Posted on February 18, 2014 by


Three teachers at Fleetwood have recently been blessed with newborn children. Dina Heffner, Susan Cammauf, and Zachary Houp are now balancing marker boards with their diapers.

Dina Heffner gave birth on Saturday, 19 October 2013, at 2:27 p.m. Her baby girl was born at the Reading Hospital and was named Kayley Anna Heffner. Her middle name originated from her grandmother’s first name. Little Kayley was 7 pounds, 12 ounces. Kayley is Heffner’s only child as of now.

“She has a cute smile and a way of babbling. When she fell asleep Christmas Eve, I put bows all over her. It was a cute photo op,” Heffner said.

Kayley is said to look more like her father. She is also a go-with-the-flow baby and not fussy, unless she is requesting food.

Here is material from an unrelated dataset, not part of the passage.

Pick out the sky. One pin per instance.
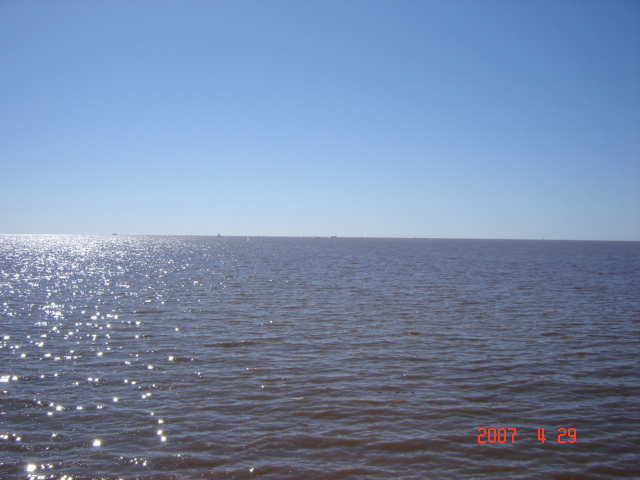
(429, 119)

“She is off to a good start as a future economics student! I read a book by Doctor Seuss about money that Ms. Neiman bought her. And yes… She does have a few John Deere themed outfits. Plus tractor books!” Heffner said.

Susan Cammauf gave birth on 15 November 2013. Cammauf chose to have a Caesarean section. Her little girl is named Ashtyn Cammauf. Cammauf has two other children. Logan was her first–he is now six years of age–and she has another baby girl named Kylee who is two-years-old.

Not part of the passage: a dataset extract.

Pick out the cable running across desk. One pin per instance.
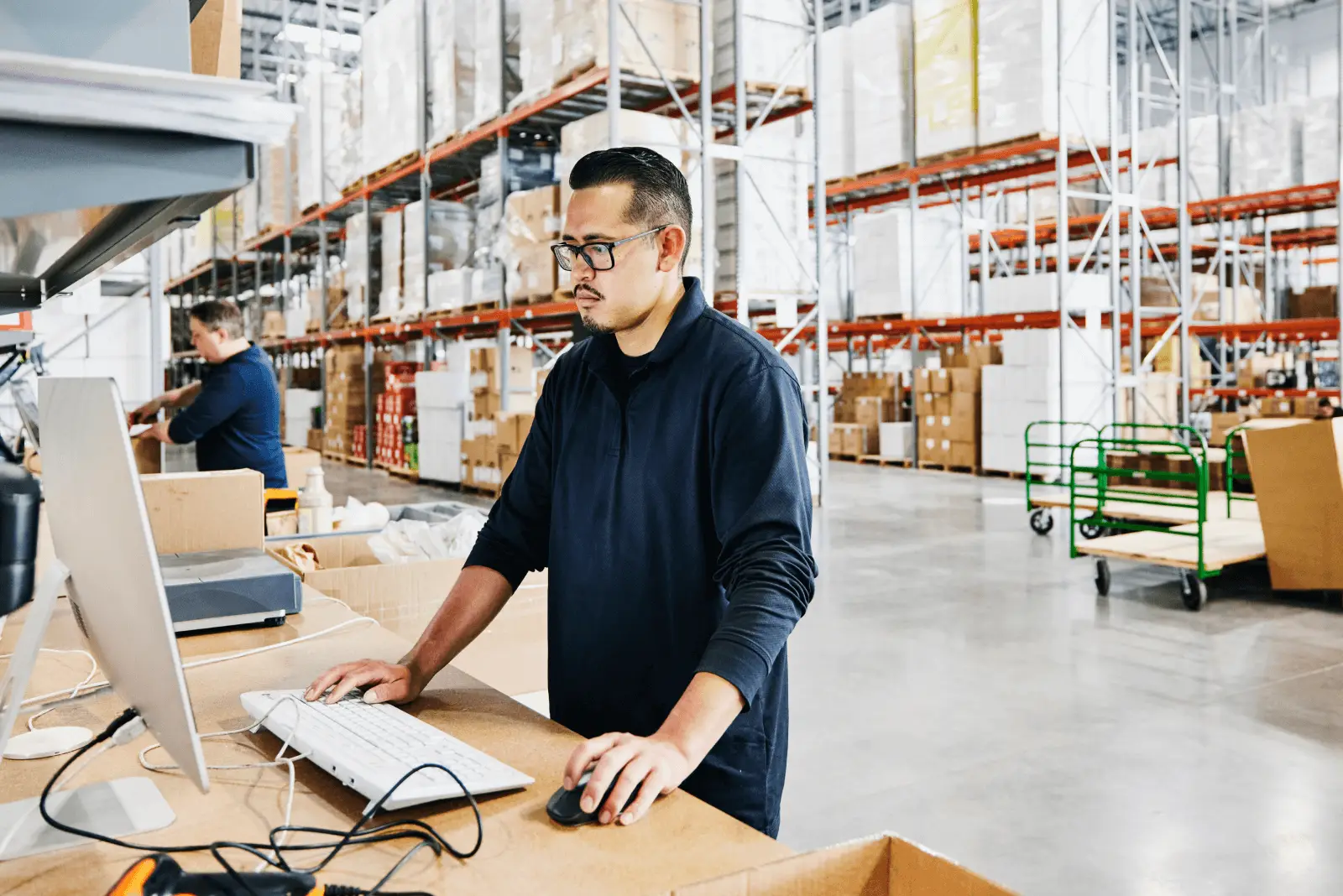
(358, 835)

Zachary Houp’s wife Jennifer Houp gave birth to their second child on 17 October 2013. Elliot Zachary Houp was born at the Reading Hospital. Elliot was eight pounds and six ounces. Houp’s oldest child is Mia Faith Houp; she was born on 18 October 2011, making her two years old.

Houp’s son is now giggling and laughing. Elliot likes to smile when he hears popping sounds made by his father, and Mia can walk and talk at this point. Most people say that Elliot looks like his sister as a baby rather than either parents.

“He’s a wonderful little man who is good at sleeping through the night even if he doesn’t sleep through the day,” Houp said.

For these new parents–and even the second or third timers–this is definitely an experience for them, and there remains a lot to learn.